2015(平成27)年6月25日,名古屋拘置所において,1名に対して死刑が執行された。上川陽子法務大臣による初めての死刑執行であり,第2次安倍内閣以降,死刑が執行されたのは2014(平成26)年8月以来7回目で,合わせて12人になる。本件は,弁護人が被執行者の控訴の取下げ無効を主張していた事案であり,また再審請求の準備中であった。このような状況における死刑の執行は極めて遺憾であり,当会は改めて死刑執行に強く抗議する。

 死刑は,最も基本的な人権である生命に対する権利を否定する究極の刑罰であり,ひとたび執行されてしまえば,誤判に基づき死刑判決がなされた場合には,取り返しがつかない。

 いわゆる免田事件,財田川事件,松山事件及び島田事件という4つの死刑確定事件に対する再審無罪判決,また,いわゆる足利事件及び布川事件という無期懲役刑確定事件に対する再審無罪判決が示すとおり,死刑判決を含む重大事件においても誤判の可能性が存在することは客観的な事実である。

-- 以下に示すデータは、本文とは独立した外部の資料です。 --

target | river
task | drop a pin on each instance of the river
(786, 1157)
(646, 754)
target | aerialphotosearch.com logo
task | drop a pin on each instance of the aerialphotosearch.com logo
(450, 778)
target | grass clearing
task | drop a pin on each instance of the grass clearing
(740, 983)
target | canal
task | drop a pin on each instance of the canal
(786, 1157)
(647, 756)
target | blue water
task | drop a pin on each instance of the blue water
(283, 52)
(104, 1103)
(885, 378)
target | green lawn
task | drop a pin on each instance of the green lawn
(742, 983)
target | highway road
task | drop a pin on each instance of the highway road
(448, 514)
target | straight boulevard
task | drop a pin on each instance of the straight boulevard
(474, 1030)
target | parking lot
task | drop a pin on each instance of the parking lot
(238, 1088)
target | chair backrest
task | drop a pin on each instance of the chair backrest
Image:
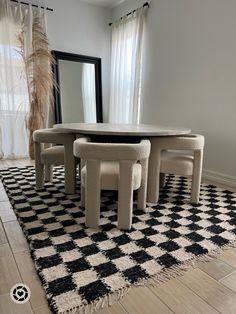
(51, 136)
(85, 149)
(183, 142)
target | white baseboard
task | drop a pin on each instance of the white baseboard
(219, 177)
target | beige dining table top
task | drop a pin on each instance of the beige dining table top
(122, 129)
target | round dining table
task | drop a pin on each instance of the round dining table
(111, 131)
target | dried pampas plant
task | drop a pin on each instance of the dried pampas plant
(40, 82)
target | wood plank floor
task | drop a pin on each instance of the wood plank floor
(208, 288)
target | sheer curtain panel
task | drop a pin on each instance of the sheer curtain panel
(14, 91)
(126, 60)
(13, 88)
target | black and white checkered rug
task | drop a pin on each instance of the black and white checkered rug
(82, 268)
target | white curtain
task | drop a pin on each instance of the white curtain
(14, 100)
(88, 93)
(126, 60)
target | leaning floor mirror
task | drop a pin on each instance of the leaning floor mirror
(78, 96)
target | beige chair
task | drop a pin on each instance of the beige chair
(45, 158)
(173, 155)
(112, 166)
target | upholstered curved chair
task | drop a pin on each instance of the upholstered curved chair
(45, 158)
(180, 155)
(112, 166)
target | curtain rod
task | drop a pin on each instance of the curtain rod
(33, 5)
(146, 4)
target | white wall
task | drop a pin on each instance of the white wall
(190, 72)
(82, 28)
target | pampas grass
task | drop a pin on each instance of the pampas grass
(40, 82)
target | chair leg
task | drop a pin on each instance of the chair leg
(82, 196)
(142, 192)
(196, 178)
(39, 167)
(125, 195)
(70, 167)
(48, 173)
(92, 193)
(153, 174)
(162, 179)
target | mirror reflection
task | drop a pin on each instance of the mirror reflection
(77, 91)
(78, 97)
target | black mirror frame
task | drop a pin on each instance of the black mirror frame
(59, 55)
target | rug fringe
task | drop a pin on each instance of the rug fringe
(155, 280)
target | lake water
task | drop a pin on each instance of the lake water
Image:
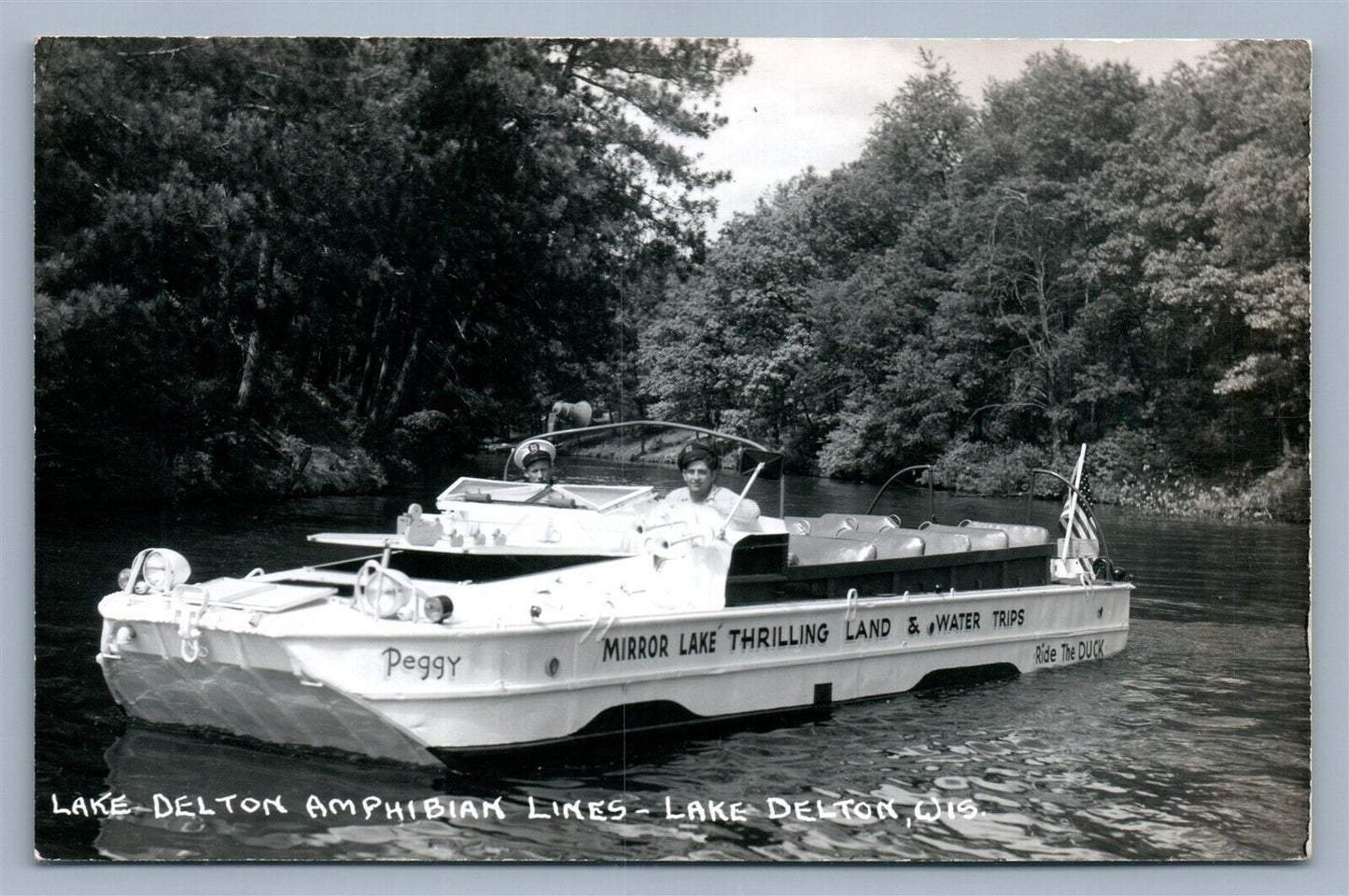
(1191, 744)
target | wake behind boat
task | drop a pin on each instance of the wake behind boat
(653, 614)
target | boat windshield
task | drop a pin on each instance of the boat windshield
(602, 498)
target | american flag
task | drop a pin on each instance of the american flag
(1074, 518)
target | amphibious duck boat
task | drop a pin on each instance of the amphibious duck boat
(649, 617)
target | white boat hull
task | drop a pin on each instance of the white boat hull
(321, 677)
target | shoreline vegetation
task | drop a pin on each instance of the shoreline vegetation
(272, 466)
(272, 267)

 更に,2014(平成26)年3月27日には,静岡地方裁判所が袴田巖氏の第二次再審請求事件について,再審を開始し,死刑及び拘置の執行を停止する決定をした。この,いわゆる袴田事件の再審開始決定がなされたことは,死刑確定事件であっても冤罪の疑いの強い事件が,現在でも,なお,存在することを一層明らかにしている。

 日本弁護士連合会は,2011(平成23)年10月7日,第54回人権擁護大会において,「罪を犯した人の社会復帰のための施策の確立を求め,死刑廃止についての全社会的議論を呼びかける宣言」を採択し,政府に対し,死刑制度の廃止に関する全社会的議論を求めるとともに,議論が尽くされる間の死刑の執行の停止,議論に必要な死刑制度とその運用に関する情報公開を求めてきた。

 当会も,これまで,再三にわたり,政府による死刑執行に抗議し,死刑執行の停止を求めてきたところである。

 当会は,今回の死刑執行に対し強く抗議するとともに,政府に対し,改めて,死刑に関する情報を広く国民に公開し,死刑制度の存廃を含む抜本的な検討及び見直しに関する,真に,広く国民に開かれた全社会的議論の開始を求めるとともに,議論が尽くされるまでの間,死刑執行を停止するよう,強く求めるものである。